Consider Mr. E, who has obesity hypoventilation syndrome. Excess weight on his chest makes it so difficult to breathe that his lungs simply cannot keep up with his body’s need for oxygen. By the time Mr. E made it to our clinic, his chronically low oxygen level had caused his body to make extra red blood cells, thickening his blood and putting him at high risk for having a stroke. This was a medical emergency, one that was worsening with every breath he couldn’t take.

Although Mr. E already had home oxygen in the form of a bulky machine that required constant power, he did not have portable oxygen that could get him through his workday restocking shelves in a grocery store. The small tanks he received lasted only an hour. Larger ones were cumbersome, and still wouldn’t last a whole shift. But he had to work, so he did — without supplemental oxygen.

What he needed was a portable oxygen concentrator: a small, lightweight machine that concentrates oxygen from the air. We ordered one for him. He waited 39 days to get it.

Stories like this are frustratingly common. In a 2016 survey of nearly 2,000 people who use supplemental oxygen, half reported problems ranging from broken equipment to inadequate portable oxygen. Such issues cause anxiety, social isolation, and increased use of health care.

Why such rampant problems?

Oxygen is paid for and provided in a different way than most medications. The government considers it to be “equipment,” putting it in the same category as wheelchairs, walkers, commodes, and the like. Lumping oxygen with essential but non-lifesaving equipment has had unforeseen consequences.

To reduce equipment expenditures, back in 2011 the Centers for Medicare and Medicaid Services implemented a competitive bidding program that forces durable medical equipment companies to compete for contracts. To land bids, companies have had to agree to ever-lower reimbursement for their services. Today, winning a bid can mean losing money, especially in rural settings where suppliers serve few patients over large areas. As a result, 41% of durable medical equipment companies closed between 2013 and 2017. Those that remain have cut costs by reducing selection, patient education, and delivery days, which has generally led to poor service.

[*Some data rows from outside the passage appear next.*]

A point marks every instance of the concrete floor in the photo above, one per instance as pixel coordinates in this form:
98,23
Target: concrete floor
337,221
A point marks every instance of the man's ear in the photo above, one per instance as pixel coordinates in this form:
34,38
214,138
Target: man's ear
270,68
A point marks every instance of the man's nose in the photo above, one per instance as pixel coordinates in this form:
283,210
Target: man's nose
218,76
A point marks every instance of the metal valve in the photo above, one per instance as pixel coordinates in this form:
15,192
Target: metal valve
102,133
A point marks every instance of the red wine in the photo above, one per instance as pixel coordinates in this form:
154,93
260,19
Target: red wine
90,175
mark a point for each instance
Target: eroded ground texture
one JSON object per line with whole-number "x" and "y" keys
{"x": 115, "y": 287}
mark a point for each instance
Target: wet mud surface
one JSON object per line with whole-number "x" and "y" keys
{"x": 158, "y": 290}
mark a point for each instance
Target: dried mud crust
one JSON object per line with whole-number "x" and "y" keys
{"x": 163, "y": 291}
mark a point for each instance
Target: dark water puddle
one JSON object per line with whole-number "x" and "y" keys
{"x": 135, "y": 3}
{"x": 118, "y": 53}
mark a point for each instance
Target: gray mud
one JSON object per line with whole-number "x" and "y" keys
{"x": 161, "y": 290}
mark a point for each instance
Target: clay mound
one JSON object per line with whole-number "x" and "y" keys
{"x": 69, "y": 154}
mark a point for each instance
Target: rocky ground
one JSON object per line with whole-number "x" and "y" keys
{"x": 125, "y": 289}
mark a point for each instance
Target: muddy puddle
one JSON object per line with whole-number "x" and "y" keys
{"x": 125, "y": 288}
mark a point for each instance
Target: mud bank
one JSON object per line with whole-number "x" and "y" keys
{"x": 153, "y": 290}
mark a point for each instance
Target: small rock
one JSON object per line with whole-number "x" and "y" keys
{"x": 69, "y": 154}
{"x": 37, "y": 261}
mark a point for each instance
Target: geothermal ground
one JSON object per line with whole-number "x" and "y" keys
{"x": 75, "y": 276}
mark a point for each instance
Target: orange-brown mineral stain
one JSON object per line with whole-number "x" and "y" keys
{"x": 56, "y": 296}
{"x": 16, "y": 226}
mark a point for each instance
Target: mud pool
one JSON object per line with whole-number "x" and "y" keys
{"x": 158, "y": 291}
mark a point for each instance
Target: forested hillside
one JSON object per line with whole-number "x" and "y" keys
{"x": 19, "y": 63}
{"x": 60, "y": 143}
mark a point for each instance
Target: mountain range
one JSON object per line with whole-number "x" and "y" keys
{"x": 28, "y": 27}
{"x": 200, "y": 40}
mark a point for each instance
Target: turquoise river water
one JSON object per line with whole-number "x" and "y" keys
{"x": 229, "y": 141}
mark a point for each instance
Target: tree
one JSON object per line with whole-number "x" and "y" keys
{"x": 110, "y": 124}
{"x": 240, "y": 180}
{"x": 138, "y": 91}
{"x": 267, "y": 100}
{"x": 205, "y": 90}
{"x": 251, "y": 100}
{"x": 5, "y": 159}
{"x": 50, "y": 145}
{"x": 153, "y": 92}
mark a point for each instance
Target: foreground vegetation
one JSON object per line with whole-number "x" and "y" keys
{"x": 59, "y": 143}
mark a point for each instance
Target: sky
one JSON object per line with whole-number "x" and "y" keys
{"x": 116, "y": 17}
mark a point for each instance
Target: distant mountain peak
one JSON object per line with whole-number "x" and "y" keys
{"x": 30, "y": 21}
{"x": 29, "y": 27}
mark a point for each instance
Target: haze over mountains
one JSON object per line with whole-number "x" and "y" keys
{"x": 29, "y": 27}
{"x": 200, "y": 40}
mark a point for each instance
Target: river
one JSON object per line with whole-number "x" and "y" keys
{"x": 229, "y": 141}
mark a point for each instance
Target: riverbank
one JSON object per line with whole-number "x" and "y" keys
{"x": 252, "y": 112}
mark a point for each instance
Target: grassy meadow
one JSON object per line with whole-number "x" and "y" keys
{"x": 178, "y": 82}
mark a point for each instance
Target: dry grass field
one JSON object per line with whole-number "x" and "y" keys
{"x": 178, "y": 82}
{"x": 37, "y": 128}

This brings us back to Mr. E. The company we initially ordered his portable oxygen concentrator from had stopped carrying the devices, something we learned more than a week after placing the order. A different supplier turned us down because the portable concentrator it carried wasn’t able to deliver oxygen at the rate Mr. E needed. Our next order was rejected because the company would provide Mr. E with a portable oxygen concentrator only if it also provided his home oxygen. So we submitted a fourth order, this time for both a portable concentrator and home oxygen, even though Mr. E already had the latter from a different company. Three phone calls later, we were promised everything would be delivered within 24 hours.

It took five days.

This is unacceptable. It’s not OK for Mr. E and it’s not OK for the other Americans who need oxygen therapy.

We all need oxygen: whether we are fit, healthy, and trying to summit Everest or disadvantaged, ill, and trying to earn a living at sea level. It’s time to reconsider the wisdom of lumping lifesaving oxygen therapy with mobility devices and commodes. New payment models are needed to provide incentives for companies to institute high-quality service. Until reimbursement improves, it will be hard to expect much of oxygen suppliers. Current reimbursement makes good service a losing proposition.

Brian Block, M.D., and Neeta Thakur, M.D., are pulmonary and critical care physicians at Zuckerberg San Francisco General Hospital. Thakur is also a faculty member with the Center for Vulnerable Populations, which is based at the hospital, and a participant in the OpEd Project.